A Luis Enrique le entra un ataque de risa.
—¿Así que un perro vegetariano?
—No, ¿cuándo has visto un perro vegetariano? Únicamente en los libros. Le encanta comer pescado, revoltillo con papas y perros calientes. ¡Ah! y por supuesto, los huesos, aunque sean de aceituna.
La pandilla, que está de buen humor con la vuelta de Peruso, se muere de la risa. Peruso se toca la barriga, o bien dicho, el lugar donde otros más gordos guardan la grasa y tienen barriga, porque él sólo tiene un pellejito.
—Mami, hablando de comida: siento hambre. ¿Cuándo está la merienda?
—Ya está. Ahora la sirvo. Si hablar de fantasmas de gatos te da hambre, voy a buscar una familia de fantasmas para ti.

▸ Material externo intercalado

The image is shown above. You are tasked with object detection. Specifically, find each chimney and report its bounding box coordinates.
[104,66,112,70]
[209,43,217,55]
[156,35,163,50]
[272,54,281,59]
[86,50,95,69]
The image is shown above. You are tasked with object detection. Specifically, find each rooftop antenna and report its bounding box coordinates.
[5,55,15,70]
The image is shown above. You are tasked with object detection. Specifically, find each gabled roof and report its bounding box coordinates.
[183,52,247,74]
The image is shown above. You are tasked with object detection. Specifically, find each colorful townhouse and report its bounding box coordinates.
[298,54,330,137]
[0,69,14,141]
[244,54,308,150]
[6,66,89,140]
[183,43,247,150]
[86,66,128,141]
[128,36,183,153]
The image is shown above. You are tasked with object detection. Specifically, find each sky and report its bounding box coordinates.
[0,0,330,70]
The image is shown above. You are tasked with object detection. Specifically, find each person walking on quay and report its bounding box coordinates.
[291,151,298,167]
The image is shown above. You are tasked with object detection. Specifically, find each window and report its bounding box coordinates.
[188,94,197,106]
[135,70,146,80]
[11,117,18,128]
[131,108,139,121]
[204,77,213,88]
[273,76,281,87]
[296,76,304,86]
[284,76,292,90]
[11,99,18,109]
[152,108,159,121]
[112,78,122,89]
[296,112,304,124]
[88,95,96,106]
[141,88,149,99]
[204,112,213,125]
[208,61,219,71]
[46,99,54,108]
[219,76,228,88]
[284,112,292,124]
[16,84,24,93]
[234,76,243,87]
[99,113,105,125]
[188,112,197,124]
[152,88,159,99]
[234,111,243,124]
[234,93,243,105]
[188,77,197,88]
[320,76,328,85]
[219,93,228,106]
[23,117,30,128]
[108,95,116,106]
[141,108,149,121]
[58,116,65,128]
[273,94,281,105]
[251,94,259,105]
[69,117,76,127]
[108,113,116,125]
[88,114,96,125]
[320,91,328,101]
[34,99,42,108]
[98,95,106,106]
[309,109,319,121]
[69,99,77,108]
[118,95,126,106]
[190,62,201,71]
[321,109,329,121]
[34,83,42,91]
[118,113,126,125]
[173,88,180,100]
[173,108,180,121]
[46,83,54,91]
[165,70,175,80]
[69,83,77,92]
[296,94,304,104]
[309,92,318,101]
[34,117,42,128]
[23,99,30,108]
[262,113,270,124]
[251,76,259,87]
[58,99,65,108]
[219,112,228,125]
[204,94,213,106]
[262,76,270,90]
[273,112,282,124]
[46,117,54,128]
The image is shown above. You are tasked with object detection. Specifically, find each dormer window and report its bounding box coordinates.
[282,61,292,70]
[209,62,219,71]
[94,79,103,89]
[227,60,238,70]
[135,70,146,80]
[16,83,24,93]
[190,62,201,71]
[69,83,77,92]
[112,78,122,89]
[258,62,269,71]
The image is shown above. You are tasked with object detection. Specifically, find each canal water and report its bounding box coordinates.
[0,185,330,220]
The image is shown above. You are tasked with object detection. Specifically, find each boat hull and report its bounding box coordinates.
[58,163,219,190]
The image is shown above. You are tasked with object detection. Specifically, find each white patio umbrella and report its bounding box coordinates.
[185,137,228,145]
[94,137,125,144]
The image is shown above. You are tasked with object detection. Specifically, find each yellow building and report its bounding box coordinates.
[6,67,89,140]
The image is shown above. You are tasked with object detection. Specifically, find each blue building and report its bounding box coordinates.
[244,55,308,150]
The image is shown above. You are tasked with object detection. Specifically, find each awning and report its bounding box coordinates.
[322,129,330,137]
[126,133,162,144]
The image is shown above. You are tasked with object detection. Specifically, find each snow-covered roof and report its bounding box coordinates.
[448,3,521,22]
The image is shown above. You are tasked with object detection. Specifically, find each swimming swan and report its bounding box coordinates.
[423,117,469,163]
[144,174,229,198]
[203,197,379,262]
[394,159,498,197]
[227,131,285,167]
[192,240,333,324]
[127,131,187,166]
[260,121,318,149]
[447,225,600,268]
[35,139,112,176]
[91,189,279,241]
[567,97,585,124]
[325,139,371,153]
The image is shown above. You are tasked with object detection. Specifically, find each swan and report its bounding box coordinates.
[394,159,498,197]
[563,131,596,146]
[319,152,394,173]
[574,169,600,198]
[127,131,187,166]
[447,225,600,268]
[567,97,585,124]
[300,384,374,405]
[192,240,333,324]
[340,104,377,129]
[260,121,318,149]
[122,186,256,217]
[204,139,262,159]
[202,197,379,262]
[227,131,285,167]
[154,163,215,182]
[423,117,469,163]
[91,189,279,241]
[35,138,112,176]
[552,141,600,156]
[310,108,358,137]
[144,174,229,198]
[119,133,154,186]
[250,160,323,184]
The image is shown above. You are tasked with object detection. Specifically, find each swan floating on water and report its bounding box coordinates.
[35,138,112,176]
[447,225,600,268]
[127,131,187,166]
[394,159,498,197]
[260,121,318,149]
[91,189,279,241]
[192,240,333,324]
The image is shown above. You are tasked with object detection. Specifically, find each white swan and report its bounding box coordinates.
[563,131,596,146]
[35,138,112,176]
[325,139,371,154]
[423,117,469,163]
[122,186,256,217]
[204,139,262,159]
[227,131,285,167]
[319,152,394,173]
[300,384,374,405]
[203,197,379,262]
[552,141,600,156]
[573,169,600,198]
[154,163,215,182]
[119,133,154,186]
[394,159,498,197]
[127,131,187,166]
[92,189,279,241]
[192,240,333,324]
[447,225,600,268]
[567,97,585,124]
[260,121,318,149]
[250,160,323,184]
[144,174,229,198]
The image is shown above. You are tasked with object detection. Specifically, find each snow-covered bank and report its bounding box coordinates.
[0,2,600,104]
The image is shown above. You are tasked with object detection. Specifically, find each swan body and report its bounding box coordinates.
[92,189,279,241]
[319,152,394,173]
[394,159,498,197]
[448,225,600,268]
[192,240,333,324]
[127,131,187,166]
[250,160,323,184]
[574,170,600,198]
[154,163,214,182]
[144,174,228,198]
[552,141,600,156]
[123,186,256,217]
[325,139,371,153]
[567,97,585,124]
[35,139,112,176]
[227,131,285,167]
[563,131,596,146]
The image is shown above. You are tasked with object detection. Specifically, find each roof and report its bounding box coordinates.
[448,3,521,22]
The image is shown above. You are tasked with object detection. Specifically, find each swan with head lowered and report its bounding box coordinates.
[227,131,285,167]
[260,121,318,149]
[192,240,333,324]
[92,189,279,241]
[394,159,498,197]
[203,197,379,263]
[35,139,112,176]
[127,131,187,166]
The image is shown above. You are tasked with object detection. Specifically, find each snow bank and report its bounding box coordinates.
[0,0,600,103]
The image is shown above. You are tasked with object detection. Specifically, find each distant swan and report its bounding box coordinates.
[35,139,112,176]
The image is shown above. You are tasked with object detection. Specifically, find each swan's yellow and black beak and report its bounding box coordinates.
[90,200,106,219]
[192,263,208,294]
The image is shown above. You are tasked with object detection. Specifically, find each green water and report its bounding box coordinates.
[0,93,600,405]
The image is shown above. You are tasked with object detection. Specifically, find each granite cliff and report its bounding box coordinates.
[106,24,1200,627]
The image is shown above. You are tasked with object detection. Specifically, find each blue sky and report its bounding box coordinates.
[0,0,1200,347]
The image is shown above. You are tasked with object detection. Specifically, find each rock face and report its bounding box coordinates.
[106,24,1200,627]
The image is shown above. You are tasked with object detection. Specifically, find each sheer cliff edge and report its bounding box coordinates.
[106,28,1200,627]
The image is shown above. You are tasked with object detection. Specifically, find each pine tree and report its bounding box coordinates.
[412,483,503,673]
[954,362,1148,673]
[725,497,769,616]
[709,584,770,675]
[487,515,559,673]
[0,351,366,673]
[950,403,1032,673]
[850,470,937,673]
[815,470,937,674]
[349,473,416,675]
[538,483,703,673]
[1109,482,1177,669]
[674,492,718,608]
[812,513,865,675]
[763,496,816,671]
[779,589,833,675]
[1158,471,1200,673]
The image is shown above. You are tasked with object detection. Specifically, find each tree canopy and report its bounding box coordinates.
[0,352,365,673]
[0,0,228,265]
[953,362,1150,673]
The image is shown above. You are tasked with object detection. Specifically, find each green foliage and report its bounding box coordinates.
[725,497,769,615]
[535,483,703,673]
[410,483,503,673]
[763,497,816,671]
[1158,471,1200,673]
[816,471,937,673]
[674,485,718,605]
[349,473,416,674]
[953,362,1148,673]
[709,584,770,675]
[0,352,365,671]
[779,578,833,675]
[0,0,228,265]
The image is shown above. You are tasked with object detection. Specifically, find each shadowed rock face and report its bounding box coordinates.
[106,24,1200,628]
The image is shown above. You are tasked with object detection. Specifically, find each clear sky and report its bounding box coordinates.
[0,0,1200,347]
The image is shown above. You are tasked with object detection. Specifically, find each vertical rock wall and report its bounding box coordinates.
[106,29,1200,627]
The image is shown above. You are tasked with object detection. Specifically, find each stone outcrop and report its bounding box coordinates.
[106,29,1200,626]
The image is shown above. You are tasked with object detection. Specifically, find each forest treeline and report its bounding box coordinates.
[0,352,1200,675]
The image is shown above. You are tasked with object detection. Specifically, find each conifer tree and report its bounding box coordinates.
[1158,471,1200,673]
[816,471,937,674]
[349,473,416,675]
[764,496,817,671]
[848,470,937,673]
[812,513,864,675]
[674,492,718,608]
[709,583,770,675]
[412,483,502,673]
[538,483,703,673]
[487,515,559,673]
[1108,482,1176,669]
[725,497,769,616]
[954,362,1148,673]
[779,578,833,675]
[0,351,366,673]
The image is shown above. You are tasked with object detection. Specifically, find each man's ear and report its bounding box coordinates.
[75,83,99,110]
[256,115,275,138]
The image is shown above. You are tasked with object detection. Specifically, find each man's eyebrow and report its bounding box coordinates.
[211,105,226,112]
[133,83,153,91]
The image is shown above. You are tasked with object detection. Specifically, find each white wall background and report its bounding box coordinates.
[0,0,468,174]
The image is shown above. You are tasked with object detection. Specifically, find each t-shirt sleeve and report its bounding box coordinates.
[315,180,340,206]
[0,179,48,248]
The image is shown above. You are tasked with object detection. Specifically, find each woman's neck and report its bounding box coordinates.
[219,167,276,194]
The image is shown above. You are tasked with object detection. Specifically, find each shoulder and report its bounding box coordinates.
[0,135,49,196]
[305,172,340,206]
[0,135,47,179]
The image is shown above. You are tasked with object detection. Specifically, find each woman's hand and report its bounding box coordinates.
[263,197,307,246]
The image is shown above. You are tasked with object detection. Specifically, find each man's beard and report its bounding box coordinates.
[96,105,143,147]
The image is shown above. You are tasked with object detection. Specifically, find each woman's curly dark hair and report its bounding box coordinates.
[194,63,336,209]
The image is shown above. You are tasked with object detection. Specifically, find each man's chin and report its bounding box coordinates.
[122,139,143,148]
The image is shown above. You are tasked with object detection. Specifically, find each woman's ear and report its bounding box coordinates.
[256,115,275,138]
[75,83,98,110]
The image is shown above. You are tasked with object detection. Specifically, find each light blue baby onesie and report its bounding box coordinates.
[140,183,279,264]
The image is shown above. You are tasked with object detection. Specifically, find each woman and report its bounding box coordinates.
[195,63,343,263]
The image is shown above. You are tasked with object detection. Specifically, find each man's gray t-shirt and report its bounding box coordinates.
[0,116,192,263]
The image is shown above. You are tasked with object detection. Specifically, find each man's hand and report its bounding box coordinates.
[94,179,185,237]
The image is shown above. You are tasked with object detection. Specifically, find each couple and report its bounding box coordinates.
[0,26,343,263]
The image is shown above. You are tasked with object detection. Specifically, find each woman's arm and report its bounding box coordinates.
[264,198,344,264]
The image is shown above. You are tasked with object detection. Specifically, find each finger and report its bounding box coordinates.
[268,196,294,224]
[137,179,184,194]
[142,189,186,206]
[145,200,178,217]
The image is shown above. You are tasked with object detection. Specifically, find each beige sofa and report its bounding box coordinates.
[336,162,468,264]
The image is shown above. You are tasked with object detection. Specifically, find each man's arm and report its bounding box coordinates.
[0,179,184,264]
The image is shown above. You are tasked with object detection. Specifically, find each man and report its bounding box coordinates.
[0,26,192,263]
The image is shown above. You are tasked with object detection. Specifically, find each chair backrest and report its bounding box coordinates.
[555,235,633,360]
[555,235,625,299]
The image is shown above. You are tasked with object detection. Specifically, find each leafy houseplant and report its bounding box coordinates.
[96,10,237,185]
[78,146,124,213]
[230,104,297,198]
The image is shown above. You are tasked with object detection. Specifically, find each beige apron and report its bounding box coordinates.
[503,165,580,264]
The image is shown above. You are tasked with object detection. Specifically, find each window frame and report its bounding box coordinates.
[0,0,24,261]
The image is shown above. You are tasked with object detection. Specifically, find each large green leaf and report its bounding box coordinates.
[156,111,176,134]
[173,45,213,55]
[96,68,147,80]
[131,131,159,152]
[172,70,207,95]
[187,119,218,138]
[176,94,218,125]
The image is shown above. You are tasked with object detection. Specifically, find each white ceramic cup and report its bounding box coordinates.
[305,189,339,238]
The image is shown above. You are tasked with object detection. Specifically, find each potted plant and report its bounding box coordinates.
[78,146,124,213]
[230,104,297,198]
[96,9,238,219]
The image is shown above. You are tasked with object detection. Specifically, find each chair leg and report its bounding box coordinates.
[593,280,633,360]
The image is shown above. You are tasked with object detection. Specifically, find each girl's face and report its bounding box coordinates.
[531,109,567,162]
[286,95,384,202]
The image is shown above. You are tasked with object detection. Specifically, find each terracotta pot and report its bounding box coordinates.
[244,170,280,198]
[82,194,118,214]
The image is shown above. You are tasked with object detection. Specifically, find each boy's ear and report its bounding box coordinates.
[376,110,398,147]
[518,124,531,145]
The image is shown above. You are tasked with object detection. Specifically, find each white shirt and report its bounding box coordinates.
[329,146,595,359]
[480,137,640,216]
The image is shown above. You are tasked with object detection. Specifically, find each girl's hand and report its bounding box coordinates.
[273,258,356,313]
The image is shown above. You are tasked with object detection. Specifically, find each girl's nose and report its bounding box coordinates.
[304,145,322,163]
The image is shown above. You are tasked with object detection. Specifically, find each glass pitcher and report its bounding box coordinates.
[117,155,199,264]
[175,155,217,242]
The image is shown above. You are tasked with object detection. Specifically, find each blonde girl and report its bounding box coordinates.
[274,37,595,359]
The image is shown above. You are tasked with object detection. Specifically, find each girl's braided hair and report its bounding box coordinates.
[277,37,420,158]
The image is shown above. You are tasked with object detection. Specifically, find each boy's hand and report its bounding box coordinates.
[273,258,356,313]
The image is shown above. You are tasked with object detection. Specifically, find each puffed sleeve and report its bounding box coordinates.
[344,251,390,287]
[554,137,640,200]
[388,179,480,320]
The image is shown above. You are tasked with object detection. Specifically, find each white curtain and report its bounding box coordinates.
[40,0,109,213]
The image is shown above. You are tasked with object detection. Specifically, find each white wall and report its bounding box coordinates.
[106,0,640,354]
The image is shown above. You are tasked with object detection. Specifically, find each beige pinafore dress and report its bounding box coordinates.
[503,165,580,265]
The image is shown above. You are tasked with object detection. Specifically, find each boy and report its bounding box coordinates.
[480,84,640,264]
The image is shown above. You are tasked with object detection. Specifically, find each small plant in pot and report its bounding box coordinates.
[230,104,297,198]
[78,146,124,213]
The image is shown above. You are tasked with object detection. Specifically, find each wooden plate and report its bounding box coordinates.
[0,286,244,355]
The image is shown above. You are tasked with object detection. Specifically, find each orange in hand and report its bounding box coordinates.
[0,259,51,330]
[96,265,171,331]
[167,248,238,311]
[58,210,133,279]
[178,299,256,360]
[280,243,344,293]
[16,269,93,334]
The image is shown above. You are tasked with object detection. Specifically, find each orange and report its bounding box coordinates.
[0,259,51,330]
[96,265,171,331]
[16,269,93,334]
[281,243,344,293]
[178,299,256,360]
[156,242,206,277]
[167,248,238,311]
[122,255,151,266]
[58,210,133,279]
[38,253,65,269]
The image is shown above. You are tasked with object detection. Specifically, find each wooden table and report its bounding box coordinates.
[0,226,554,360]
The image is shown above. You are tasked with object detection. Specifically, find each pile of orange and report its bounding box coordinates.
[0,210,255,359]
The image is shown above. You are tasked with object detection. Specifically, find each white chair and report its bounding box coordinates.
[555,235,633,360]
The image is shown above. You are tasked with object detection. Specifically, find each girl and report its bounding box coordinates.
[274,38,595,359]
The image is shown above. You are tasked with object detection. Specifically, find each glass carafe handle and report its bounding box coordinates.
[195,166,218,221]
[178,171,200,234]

De verdad tienen hambre, porque no dejan una miga de pan en los platos ni una gota de jugo en los vasos.
—¡Chao, mami! Vamos a la barbería —le dice Peruso desde la puerta.
—¡Niño, descansa un rato! —vocea ella desde la cocina—. Parece que esas ideas locas te han dejado lleno de energía.
Las últimas palabras les llegan como un eco, porque ya bajan las escaleras.